Mr Santana said he’d assessed other venues but none met the festival’s requirements.
He urged the council to lobby Sandown to change its decision.
In July the council approved a $3000 one-off boost for the Latin American festival on top of the $12,000 Greater Dandenong Council sponsorship grant allocated in June.
Councillor Maria Sampey said the festival catered for people from 13 countries and that visitors travelled from interstate and spent cash in the municipality.
Cr Jim Memeti said it was a “fantastic event” and was one of the “biggest on our calendar”.
An MRC spokesman said the festival occurred about the same time as the Sandown 500 and that the events would clash next year.

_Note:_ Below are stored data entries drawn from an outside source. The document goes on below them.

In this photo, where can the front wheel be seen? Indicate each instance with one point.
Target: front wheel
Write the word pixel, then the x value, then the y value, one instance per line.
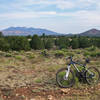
pixel 61 79
pixel 92 75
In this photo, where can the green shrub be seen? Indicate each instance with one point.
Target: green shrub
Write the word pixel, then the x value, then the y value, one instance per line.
pixel 31 56
pixel 8 55
pixel 18 57
pixel 59 53
pixel 92 48
pixel 45 53
pixel 70 53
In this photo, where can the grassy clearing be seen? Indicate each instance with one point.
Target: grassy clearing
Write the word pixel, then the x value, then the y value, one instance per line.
pixel 43 68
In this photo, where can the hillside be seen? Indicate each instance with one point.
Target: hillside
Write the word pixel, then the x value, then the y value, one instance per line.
pixel 91 32
pixel 23 31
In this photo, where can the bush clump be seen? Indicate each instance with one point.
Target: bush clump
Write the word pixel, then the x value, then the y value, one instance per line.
pixel 59 53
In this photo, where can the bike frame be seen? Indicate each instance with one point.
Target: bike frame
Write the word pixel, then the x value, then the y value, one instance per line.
pixel 74 64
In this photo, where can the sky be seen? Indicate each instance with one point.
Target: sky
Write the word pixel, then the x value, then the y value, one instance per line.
pixel 62 16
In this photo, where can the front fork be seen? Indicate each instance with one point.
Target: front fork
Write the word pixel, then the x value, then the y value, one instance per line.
pixel 67 71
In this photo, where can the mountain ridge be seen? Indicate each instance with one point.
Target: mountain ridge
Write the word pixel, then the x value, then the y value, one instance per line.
pixel 24 31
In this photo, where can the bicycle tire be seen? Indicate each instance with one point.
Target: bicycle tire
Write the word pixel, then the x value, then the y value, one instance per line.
pixel 65 85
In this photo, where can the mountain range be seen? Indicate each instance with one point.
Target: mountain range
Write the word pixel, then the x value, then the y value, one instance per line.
pixel 24 31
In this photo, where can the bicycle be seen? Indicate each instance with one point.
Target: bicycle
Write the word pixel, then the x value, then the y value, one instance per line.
pixel 65 76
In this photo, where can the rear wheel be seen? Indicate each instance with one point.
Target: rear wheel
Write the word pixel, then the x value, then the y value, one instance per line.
pixel 92 76
pixel 61 79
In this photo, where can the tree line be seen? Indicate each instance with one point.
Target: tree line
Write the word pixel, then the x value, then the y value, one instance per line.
pixel 36 42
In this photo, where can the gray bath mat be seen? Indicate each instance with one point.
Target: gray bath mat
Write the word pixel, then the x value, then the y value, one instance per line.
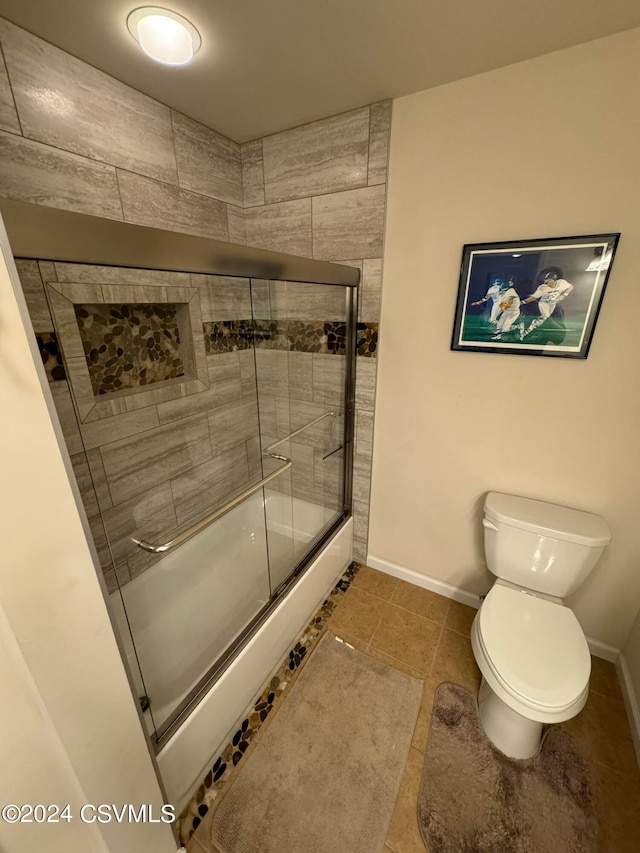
pixel 326 773
pixel 473 799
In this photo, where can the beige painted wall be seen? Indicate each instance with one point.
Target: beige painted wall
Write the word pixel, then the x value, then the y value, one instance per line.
pixel 547 147
pixel 69 725
pixel 632 658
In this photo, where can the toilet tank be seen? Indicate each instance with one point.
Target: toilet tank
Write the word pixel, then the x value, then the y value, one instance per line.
pixel 541 546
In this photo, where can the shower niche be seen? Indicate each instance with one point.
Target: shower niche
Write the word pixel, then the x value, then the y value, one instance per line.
pixel 127 339
pixel 206 400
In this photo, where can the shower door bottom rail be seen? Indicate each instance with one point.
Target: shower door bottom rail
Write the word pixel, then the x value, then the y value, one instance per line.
pixel 214 516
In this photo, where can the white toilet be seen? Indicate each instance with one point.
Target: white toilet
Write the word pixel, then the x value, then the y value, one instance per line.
pixel 529 646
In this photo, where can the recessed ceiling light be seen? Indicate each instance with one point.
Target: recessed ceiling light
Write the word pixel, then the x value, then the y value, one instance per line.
pixel 164 35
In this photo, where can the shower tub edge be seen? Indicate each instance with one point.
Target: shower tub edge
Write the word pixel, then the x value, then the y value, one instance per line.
pixel 186 756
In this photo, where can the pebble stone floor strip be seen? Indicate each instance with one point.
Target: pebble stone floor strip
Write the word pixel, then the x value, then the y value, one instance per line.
pixel 222 770
pixel 428 636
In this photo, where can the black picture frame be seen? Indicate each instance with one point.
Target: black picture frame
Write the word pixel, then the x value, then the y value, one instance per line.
pixel 532 297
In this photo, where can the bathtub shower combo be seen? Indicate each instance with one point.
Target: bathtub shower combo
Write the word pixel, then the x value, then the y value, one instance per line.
pixel 205 393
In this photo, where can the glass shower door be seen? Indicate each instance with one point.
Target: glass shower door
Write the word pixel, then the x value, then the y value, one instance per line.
pixel 301 379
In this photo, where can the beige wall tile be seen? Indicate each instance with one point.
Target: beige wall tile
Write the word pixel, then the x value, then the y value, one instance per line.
pixel 44 175
pixel 361 524
pixel 321 157
pixel 223 297
pixel 252 173
pixel 364 433
pixel 379 142
pixel 328 380
pixel 137 463
pixel 8 115
pixel 225 388
pixel 284 227
pixel 106 430
pixel 99 479
pixel 210 485
pixel 236 225
pixel 85 484
pixel 67 416
pixel 308 301
pixel 370 291
pixel 71 105
pixel 349 224
pixel 232 424
pixel 149 202
pixel 149 516
pixel 34 294
pixel 366 383
pixel 208 162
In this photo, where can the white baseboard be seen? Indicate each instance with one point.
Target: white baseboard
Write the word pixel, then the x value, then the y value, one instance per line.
pixel 602 650
pixel 464 596
pixel 630 701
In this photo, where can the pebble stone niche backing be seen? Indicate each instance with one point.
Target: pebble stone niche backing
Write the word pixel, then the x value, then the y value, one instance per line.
pixel 162 359
pixel 128 346
pixel 222 771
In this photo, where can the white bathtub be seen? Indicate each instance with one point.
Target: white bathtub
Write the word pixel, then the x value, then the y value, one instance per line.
pixel 187 608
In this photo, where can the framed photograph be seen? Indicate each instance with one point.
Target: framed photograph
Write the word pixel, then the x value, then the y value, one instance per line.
pixel 532 297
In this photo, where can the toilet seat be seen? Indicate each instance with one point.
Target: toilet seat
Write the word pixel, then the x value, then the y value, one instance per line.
pixel 535 649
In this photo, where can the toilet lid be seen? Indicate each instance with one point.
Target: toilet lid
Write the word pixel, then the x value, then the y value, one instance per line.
pixel 535 647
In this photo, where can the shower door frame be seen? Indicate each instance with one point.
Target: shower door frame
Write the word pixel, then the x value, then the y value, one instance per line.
pixel 43 233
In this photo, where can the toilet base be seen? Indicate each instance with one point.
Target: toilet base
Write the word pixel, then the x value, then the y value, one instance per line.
pixel 513 734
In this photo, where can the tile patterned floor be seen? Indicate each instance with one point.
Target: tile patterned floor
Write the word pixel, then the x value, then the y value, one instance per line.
pixel 427 636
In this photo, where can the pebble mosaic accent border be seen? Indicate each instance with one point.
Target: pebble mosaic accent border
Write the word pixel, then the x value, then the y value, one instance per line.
pixel 131 345
pixel 222 770
pixel 328 337
pixel 51 356
pixel 367 339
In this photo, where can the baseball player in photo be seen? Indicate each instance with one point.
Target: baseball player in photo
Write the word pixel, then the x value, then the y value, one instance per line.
pixel 552 290
pixel 492 294
pixel 509 305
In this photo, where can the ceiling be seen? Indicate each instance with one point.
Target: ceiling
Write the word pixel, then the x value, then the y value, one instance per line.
pixel 268 65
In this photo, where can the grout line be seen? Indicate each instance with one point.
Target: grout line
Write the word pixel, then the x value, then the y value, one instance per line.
pixel 405 609
pixel 13 97
pixel 435 654
pixel 369 148
pixel 173 145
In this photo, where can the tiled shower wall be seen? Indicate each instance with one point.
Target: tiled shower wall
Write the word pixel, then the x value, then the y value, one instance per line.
pixel 73 137
pixel 150 461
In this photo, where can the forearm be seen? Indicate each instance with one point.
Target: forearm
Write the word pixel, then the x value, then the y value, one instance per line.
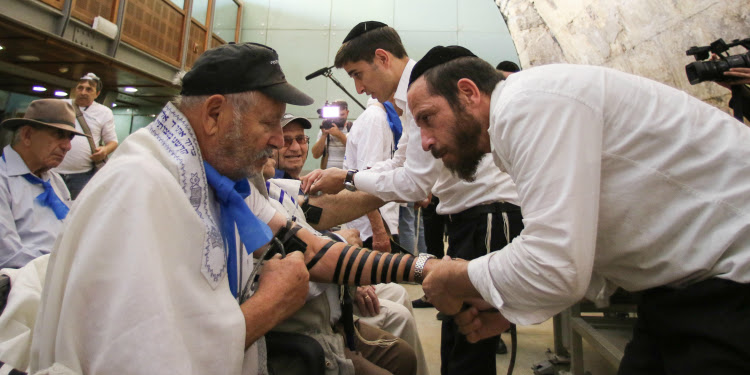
pixel 342 264
pixel 110 147
pixel 341 136
pixel 343 207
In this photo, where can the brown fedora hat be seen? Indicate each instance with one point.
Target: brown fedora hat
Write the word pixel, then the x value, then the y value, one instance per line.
pixel 55 113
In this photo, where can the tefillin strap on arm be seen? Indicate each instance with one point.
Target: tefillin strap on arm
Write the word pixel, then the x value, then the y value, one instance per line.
pixel 389 262
pixel 288 237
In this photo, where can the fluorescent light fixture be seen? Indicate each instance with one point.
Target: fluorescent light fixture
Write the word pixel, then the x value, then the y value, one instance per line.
pixel 28 58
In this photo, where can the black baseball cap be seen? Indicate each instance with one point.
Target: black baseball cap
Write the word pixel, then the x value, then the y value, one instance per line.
pixel 233 68
pixel 436 56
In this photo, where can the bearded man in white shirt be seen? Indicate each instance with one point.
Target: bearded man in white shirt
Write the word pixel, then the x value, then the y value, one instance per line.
pixel 482 216
pixel 624 182
pixel 80 164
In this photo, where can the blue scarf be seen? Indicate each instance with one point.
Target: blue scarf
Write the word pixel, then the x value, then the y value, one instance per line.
pixel 253 232
pixel 48 198
pixel 394 122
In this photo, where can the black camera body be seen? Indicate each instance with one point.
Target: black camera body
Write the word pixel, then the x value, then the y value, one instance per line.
pixel 700 71
pixel 330 122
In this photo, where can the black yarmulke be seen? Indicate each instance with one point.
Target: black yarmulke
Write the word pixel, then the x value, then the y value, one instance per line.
pixel 436 56
pixel 362 28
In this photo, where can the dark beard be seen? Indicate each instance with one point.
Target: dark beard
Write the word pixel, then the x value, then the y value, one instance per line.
pixel 466 133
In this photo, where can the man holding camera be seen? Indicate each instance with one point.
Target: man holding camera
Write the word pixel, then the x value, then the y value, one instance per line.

“The Sandown 500 is an event that attracts some 60,000 attendees across its four days, with its origins dating back to around the foundation of the venue itself in the 1960s,” he said.
“Given the size and long-standing nature of the Sandown 500, and the enduring relationship and arrangement between the club and V8 Supercars, that event takes precedence in terms of use of the venue.”
Mr Doubleday said the council had offered the Chileans a council venue for next year’s event.
“It is understood the organisers are considering the location options,” he said.